Data Transformations with BigQuery and DBT

Posted Feb 26, 2024 Updated May 12, 2024

By Brandon Setegn 10 min read

The shift to cloud computing has also led to a reimangined data stack. Data warehouses such as Google BigQuery and Snowflake provide scalable solutions for storing, analyzing, and managing large volumes of data, making them essential tools for data-driven processes. Previously, suites of tools existed to transform your data before loading it into your warehouse. It was either too difficult or too costly to load raw into your data warehouse. Now, we can easily load data into the warehouse first, running our transformations inside the warehouse using SQL only. Tools such as DBT (Data Build Tool) help us manage this SQL. Running SQL in BigQuery offers significant advantages over a solution such as Spark, including fully managed infrastructure, automatic scaling, and the ability to run SQL queries directly on stored data without the need to move it, leading to improvements in both speed and simplicity.

💡Previously: Big data solutions brought the data to the compute. Now: We bring the compute to the data by deploying our code directly to the data warehouse.

Included below is an example of how to load data into BigQuery and transform it with DBT. Historical Loan Performance data for the CAS deals from Fannie Mae will be used. It will be loaded into BigQuery in its raw form and transformed with SQL generated from DBT to make it usable.

Source Code

DBT Code for this post can be found on GitHub: DBT Project

Google BigQuery

Prerequisites

If you would like to try this example yourself, you must first setup BigQuery in Google Cloud Platform (GCP).

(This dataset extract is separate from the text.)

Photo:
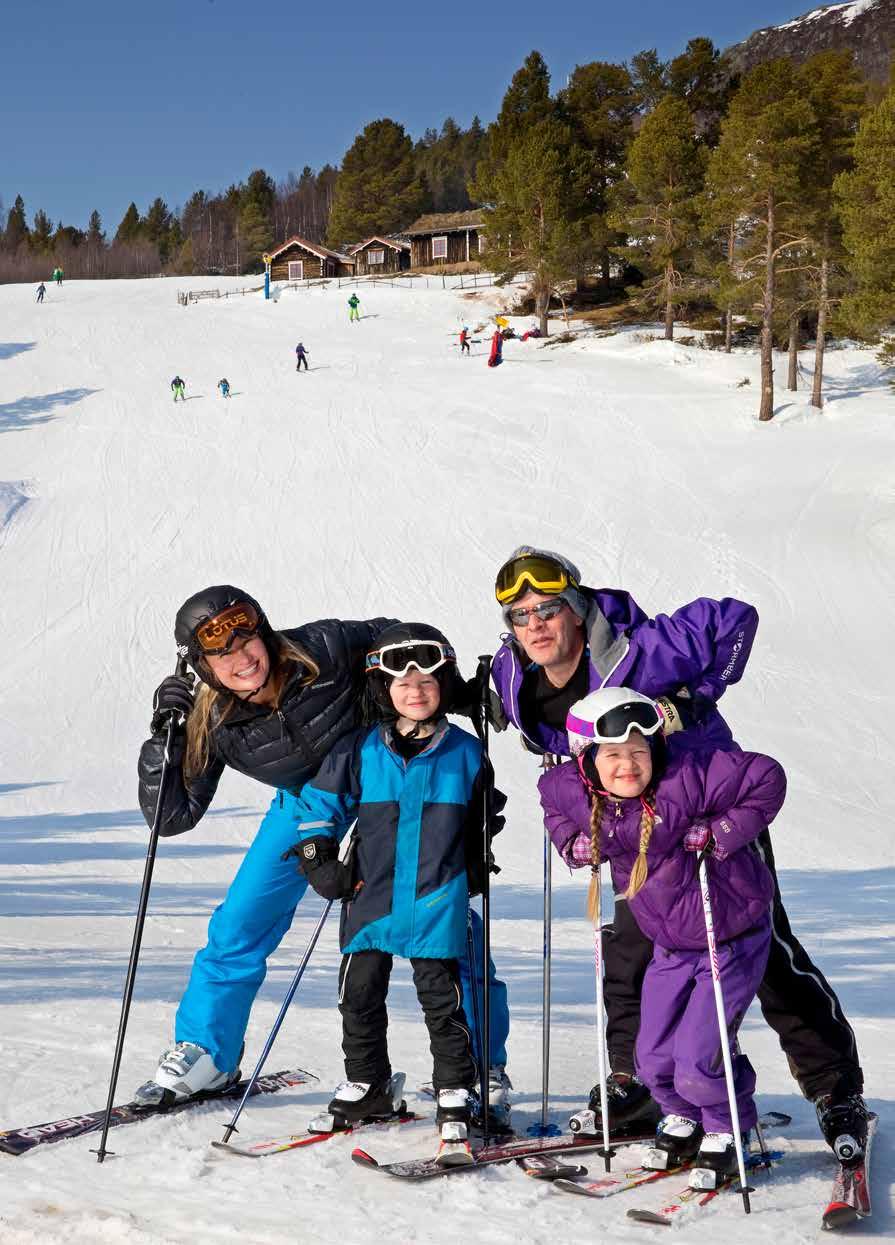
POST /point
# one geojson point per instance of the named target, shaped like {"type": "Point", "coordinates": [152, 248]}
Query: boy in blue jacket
{"type": "Point", "coordinates": [415, 784]}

Follow this guide to get started with BigQuery: Load and query data with the Google Cloud console. You will also need to setup Google Cloud Storage to have a bucket to upload the raw data to.

Downloading Example Data

The data used in this example comes from Fannie Mae. It will use the historical loan performance data available through Fannie Mae’s Data Dynamics web portal. This will require you to create an account with Fannie Mae. Once you’ve created an account and logged in, you should see

Steps to Download Data

Data Dynamics

Go to Fannie Mae - Data Dynamics - Create a Custom CAS Download
Select a deal that is at least 6 months old, a deal with 1-2 years of history will be large enough but not too large
Select Data Type - select only Remittance Data
Click Generate Files to download a zip file with the performance history

Column Headers

We’ll need a description of the columns to understand what we are loading: Single-Family Loan Performance Dataset and Credit Risk Transfer - Glossary and File Layout. This data isn’t very usable in its current form, so we will use Excel to extract the data from PDF. To extract the data from Excel follow these steps:

Download the header PDF file
Open up a new, empty worksheet in Excel
Go to the Data tab
Find the Get Data button on the left of the ribbon
Navigate the Get Data menu to go to From File -> From PDF
Choose the PDF file to import from
Several options will be available on how to import the data, choose the one that works best for you
Double check that all columns from the file have been imported to Excel as some may have been cut off

Now, we can use this information to help import our data into BigQuery. This will be used later on.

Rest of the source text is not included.